Meisterhafte Anmerkungen zur universellen Unmoral

Eine Runde Aufstöhnen für alle: Romanadaption, die x-te? Eine weitere brave Übernahme der Vorlage, hier Stephen Amidons „Der Sündenfall“? Haha, mitnichten, liebe Leserinnen und Leser! Regisseur Paolo Virzì pickt bloß Grundsätzliches heraus, verlegt außerdem galant den Handlungsort (adieu USA, willkommen Italien). Obgleich dies problemlos als Obduktion der politischen Landeslage aufgefaßt werden darf, macht er gleichzeitig fast spielerisch klar, wie global die eigentlich schnell erzählte Handlung funktioniert.
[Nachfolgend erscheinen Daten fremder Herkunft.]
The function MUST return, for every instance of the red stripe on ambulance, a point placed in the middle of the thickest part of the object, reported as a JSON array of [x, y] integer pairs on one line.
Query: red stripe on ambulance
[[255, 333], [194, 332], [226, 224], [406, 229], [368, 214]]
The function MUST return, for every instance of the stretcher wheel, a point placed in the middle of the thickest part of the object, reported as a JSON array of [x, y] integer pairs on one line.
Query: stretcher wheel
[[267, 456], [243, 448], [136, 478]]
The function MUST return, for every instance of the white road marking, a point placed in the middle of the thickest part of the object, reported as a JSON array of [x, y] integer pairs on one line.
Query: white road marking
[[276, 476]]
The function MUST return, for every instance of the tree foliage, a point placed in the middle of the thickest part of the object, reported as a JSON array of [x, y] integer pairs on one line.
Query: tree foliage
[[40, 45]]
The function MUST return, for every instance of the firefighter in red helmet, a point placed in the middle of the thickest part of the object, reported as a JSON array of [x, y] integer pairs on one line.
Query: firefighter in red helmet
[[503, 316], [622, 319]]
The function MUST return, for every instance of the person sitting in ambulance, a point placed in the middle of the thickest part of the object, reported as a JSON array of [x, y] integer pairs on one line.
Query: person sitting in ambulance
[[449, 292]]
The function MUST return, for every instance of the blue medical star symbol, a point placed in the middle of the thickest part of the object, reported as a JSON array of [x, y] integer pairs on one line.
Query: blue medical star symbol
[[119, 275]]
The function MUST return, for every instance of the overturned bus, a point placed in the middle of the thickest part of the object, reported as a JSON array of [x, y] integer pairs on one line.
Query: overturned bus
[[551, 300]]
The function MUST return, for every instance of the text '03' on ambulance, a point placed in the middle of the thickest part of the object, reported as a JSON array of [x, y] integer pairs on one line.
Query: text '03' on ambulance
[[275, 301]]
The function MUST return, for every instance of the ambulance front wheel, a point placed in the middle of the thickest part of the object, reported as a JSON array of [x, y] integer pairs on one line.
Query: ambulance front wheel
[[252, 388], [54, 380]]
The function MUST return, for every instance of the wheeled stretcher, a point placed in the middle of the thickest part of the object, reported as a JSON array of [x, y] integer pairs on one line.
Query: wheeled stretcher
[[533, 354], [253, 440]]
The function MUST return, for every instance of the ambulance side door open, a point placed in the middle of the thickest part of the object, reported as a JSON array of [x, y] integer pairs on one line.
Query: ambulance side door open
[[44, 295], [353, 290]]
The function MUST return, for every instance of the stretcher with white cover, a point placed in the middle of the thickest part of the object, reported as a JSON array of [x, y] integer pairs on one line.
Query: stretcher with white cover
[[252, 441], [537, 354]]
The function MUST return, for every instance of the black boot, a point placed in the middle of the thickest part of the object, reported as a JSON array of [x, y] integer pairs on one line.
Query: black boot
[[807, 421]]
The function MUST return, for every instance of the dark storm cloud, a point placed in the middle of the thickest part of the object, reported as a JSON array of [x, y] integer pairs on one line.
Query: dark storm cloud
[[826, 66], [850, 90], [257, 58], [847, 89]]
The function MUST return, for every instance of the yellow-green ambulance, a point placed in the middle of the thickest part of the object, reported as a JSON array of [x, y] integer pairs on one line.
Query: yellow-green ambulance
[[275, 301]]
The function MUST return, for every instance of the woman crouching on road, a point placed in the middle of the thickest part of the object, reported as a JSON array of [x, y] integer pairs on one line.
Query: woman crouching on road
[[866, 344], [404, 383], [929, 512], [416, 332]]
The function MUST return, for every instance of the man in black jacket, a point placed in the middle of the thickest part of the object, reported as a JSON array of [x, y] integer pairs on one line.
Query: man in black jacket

Sie rückt derzeit Makler Dino auf den Pelz, welcher sich hündisch unterwürfig Finanzhai Giovanni ans schleimige Revers wirft, das dicke Geld machen möchte. Giovannis Sohn Massimiliano wiederum ist mit Dinos Tochter Serena verbandelt, es bleibt ergo in der Familie. Schnitt auf Giovannis Gattin Carla, ein gelangweiltes Luxusweib, dessen größter Streß darin besteht, die heutige Maniküre abzusagen. Ob wohl die spontan zum Nahziel erkorene Rettung des verfallenden Theaters ums Eck interessantere Herausforderungen birgt? Neuer Schnitt auf Serena, teenagergemäß nach Liebe und der eigenen Identität forschend. Und dann wäre da noch ein überfahrener Radfahrer, eben im Krankenhaus verstorben ...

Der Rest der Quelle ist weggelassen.